Recently I was reading some letters exchanged between Rainer Maria Rilke and Lou Andreas-Salomé and she more or less recommended avoiding a psychoanalytic "healing" of his issues because she judged they were tied to his creativity. In retrospect, given his renown as a writer, she may have been right.
Interesting. On the other hand, I once came across an analysis of Tchaikovsky's life which argued that his most productive periods were those when he was least troubled by his posthumously-diagnosed bipolar disorder. The relationship between an artist and his affliction and the effect this then has on creative output will certainly vary from individual to individual. In my case, I have nowhere near the requisite levels of genius necessary to trasmute pain into masterpieces so I'm better off just making my happiness the priority.
That is, saying no to something vital is unproductive if there isn't something else to say yes to instead.

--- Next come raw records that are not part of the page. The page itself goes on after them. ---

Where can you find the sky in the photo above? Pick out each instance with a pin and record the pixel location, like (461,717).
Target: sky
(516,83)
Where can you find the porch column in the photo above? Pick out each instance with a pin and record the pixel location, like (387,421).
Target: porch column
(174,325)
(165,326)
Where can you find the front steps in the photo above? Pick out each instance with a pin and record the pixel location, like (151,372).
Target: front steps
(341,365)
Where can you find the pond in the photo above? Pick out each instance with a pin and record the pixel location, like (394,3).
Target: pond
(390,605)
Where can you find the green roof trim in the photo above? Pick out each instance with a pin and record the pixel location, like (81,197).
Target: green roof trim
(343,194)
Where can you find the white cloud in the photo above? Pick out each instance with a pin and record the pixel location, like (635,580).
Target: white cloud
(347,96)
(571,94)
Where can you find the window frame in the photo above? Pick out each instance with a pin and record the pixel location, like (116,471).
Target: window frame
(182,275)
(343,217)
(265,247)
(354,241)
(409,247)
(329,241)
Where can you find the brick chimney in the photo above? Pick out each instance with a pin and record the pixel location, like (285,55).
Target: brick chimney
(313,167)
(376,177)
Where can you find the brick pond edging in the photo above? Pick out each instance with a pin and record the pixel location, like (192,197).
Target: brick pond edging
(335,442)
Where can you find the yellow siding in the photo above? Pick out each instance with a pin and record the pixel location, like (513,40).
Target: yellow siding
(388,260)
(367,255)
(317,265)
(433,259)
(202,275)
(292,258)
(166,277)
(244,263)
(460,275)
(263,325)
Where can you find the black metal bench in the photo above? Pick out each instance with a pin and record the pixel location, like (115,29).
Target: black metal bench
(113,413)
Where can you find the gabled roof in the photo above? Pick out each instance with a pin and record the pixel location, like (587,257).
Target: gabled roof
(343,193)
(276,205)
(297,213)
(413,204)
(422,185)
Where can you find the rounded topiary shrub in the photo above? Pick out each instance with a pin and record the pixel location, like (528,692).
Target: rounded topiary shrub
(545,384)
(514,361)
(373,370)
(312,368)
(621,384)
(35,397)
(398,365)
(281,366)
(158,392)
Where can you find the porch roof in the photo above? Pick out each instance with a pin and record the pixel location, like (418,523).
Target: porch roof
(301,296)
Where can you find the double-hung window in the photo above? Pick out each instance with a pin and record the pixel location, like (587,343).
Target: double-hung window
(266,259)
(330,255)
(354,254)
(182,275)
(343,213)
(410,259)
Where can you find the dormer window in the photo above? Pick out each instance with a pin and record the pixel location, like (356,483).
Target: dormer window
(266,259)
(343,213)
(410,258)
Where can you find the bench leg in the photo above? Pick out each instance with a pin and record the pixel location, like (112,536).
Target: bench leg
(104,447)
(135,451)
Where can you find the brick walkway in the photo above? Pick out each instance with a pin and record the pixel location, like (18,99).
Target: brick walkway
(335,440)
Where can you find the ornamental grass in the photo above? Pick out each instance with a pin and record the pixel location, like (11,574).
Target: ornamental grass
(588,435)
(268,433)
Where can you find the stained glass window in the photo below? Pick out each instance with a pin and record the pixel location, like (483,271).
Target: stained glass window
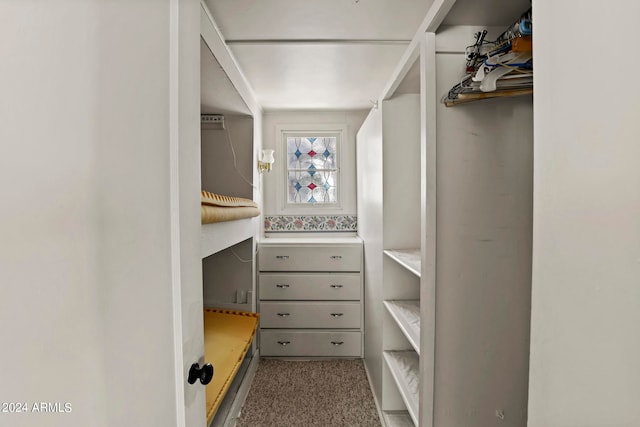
(312,168)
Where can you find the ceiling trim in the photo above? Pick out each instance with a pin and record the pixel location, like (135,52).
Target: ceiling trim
(317,41)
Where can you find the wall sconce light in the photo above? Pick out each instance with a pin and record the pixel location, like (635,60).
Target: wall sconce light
(266,162)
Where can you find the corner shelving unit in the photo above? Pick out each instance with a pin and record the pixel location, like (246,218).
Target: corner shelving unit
(406,314)
(456,225)
(227,165)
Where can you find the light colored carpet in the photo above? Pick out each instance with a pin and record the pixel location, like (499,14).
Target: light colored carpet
(317,393)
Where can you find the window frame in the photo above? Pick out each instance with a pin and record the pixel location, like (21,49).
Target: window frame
(309,131)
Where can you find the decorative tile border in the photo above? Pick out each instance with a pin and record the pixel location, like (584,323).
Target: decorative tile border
(310,223)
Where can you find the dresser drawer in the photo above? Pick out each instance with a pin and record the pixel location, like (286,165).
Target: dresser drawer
(294,286)
(310,343)
(327,315)
(310,258)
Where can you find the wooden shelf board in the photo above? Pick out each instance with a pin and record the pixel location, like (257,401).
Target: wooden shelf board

I'm looking. I'll find it.
I too have the problem of internet addiction, mainly fueld by the fact that my job is mind numblingly boring and I have un-monitored and unrestricted internet access for the duration of my 10 hour shifts.
I feel the underlying cause is my frustration with my life goals. Ultimately I want to find a career in animation, but getting the proper education and tools to do so is severly impaired by my shitty job and insistence of my parents to do something else ("we'll only pay for your college if you go into engineering")
So when I feel guilty about trying to do the things I love, or when I don't feel like doing my homework because it isn't helping to accomplish my personal goals (which is all the time in both cases) I have found that a wonderful substitute to dealing with my life's problems involves getting blitzed out of my mind on drugs or surfing the internet (activities which can eat up days of my life when I'm not careful)
So simply cutting off your proverbial internet balls isn't going to cure you, you'll find something else to fill the void which is equally un-productive. Perhaps it would be more pertinent to find the underlying cause of your problems and resolve those. Besides we'd all miss you too much to let you go for long.